Regresas a tu hogar, esperando la próxima batalla. Es la vida del guerrero. Del caballero. Fue mi vida, en la Italia del siglo XV, que no cesó de batallar.
Así fue que no pude llegar a viejo. No me fue concedido ver crecer a mis hijos, conocer a los nietos que perpetuaron mi apellido. Una batalla fue para mí la decisiva.
Apenas puedo recordarlo: primero el hielo de la hoja de una espada en el pecho, luego el fuego de la sangre que se agolpa en la herida y brota incontenible. El dolor, un dolor insoportable, como si el león de mi armadura se hubiese vuelto contra mí y me estuviese devorando.
Y después, el cielo que se vuelve negro, y el silencio que lo cubre todo, incluso acallando mi grito.
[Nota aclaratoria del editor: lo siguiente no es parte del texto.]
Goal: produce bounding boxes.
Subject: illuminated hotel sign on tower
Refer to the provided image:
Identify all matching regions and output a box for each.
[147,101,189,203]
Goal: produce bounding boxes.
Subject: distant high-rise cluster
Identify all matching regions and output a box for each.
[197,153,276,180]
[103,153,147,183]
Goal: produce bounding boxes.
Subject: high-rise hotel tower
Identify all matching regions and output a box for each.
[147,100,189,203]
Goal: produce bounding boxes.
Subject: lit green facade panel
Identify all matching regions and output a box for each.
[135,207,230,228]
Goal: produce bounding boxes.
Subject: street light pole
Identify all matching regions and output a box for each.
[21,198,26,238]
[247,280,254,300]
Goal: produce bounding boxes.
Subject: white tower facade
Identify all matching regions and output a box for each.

El sueño invencible. Y por fin el descanso. El no sentir.
Nunca más sentí nada.
Oh, sí: sentí, después, cansancio. No puedo abrir los ojos, porque les han hecho mármol, como al resto de mi rostro, como a mis labios entreabiertos que no pueden llamar a los que amé.
Cansancio de recibir visitas de gentes que pasan ante mi tumba, aquí, en Ravenna, y me miran sin entenderme, sin conocer mis batallas, sin saber nada de mi vida. Sólo soy para ellos una hermosa estatua yacente. Un antiguo caballero que murió en una olvidada batalla. El retrato de un hombre del que ya no quedan ni sus armas, ni su caballo, ni apenas sus huesos.
Recordadme vosotros. Me llamé, me llamo, Guidarello.